Ligand-guided Sequence-structure Co-design of De Novo Functional Enzymes

Proteins underpin essential biological functions across all kingdoms of life. The capacity to design novel proteins with tailored activities holds transformative potential for biotechnology, medicine, and sustainability. However, since protein functions, particularly enzymatic activities, depend on precise interactions with small-molecule ligands, accurately modeling these interactions remains a formidable challenge in de novo protein design. Here, we present ProteinNet, a large-scale generative model for the simultaneous co-design of protein sequence and structure with ligand-guided functional targeting. ProteinNet integrates Transformer-based sequence modeling with equivariant graph neural networks for 3D structural representation and an explicit protein-ligand interaction module. This model architecture enables targeted design from heterogeneous inputs, including binding ligands, functionally important residues, and evolutionary taxonomy. ProteinNet is a 730-million-parameter foundation model trained on 720,993 protein-ligand complexes using multi-task learning objectives, encompassing sequence, structure, and protein-ligand interaction prediction.

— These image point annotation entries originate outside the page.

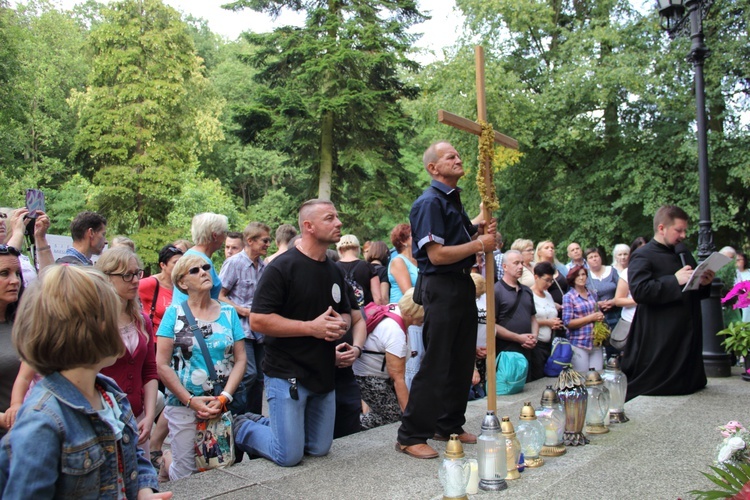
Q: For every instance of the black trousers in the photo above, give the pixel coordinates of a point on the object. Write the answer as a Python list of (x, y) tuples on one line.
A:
[(439, 391)]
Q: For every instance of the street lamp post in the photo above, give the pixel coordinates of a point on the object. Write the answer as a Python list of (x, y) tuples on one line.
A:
[(675, 22)]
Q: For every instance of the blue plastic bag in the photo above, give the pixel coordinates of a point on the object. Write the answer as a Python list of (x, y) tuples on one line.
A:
[(512, 368)]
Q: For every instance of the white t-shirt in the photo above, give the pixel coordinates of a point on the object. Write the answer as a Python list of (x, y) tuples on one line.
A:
[(545, 309), (627, 312), (386, 337)]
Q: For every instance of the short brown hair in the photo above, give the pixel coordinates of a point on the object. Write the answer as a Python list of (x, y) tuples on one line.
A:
[(407, 306), (255, 229), (667, 214), (182, 267), (400, 235), (68, 319)]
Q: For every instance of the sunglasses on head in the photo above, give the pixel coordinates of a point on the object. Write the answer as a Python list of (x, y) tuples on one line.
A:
[(6, 249), (197, 269)]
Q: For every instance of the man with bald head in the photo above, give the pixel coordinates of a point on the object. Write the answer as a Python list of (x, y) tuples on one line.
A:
[(445, 244), (302, 308)]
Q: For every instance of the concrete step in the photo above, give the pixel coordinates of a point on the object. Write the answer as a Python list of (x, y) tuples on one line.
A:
[(659, 454)]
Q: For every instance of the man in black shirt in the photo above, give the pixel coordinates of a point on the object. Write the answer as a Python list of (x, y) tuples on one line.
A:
[(445, 243), (302, 307)]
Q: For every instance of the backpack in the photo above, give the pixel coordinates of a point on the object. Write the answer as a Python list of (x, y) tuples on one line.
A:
[(512, 368), (359, 292), (559, 358), (374, 314)]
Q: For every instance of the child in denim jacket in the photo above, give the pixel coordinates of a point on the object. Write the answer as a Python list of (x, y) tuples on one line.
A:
[(75, 435)]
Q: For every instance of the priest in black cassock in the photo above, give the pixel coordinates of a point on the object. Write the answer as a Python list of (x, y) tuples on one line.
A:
[(664, 352)]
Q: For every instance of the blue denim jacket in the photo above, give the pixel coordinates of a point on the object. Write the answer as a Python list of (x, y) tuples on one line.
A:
[(60, 448)]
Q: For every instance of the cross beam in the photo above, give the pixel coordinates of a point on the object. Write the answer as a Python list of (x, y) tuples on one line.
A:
[(489, 259)]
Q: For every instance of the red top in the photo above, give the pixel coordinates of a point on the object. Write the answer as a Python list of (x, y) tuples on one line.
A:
[(133, 371), (146, 290)]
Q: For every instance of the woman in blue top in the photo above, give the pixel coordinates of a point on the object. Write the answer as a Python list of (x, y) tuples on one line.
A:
[(579, 315), (603, 280), (181, 364), (75, 436), (402, 269)]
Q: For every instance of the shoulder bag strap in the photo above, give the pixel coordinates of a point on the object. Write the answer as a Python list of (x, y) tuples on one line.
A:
[(512, 310), (201, 341), (153, 301)]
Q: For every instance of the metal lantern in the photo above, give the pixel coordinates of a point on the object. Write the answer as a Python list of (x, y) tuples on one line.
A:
[(454, 471), (597, 412), (617, 383), (512, 449), (670, 11), (491, 455), (531, 435), (552, 417), (573, 395)]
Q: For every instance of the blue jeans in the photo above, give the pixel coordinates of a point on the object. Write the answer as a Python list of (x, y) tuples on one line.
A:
[(294, 428), (253, 378)]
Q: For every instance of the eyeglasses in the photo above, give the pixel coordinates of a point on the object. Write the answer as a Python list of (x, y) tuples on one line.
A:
[(129, 276), (7, 249), (196, 269)]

In rigorous in silico benchmarks, ProteinNet consistently outperforms state-of-the-art baselines, including Inpainting, RFdiffusion/ProteinMPNN, and AlphaFold3/LigandMPNN, as measured by enzyme--substrate prediction scores, AlphaFold2 confidence metrics, and structural fidelity. We further experimentally validated \model across multiple enzyme families, including chloramphenicol acetyltransferase, aminoglycoside adenylyltransferase, and thiopurine S-methyltransferase. De novo enzymes generated by our fine-tuned ProteinNet exhibited catalytic activities comparable to or exceeding those of naturally enzymes, while retaining substantial novelty with sequence identities as low as 51.6%. These results establish ProteinNet as a robust Artificial Intelligence-based platform for functional enzyme design, demonstrating the power of large protein foundation models to create high-performance, novel biocatalysts.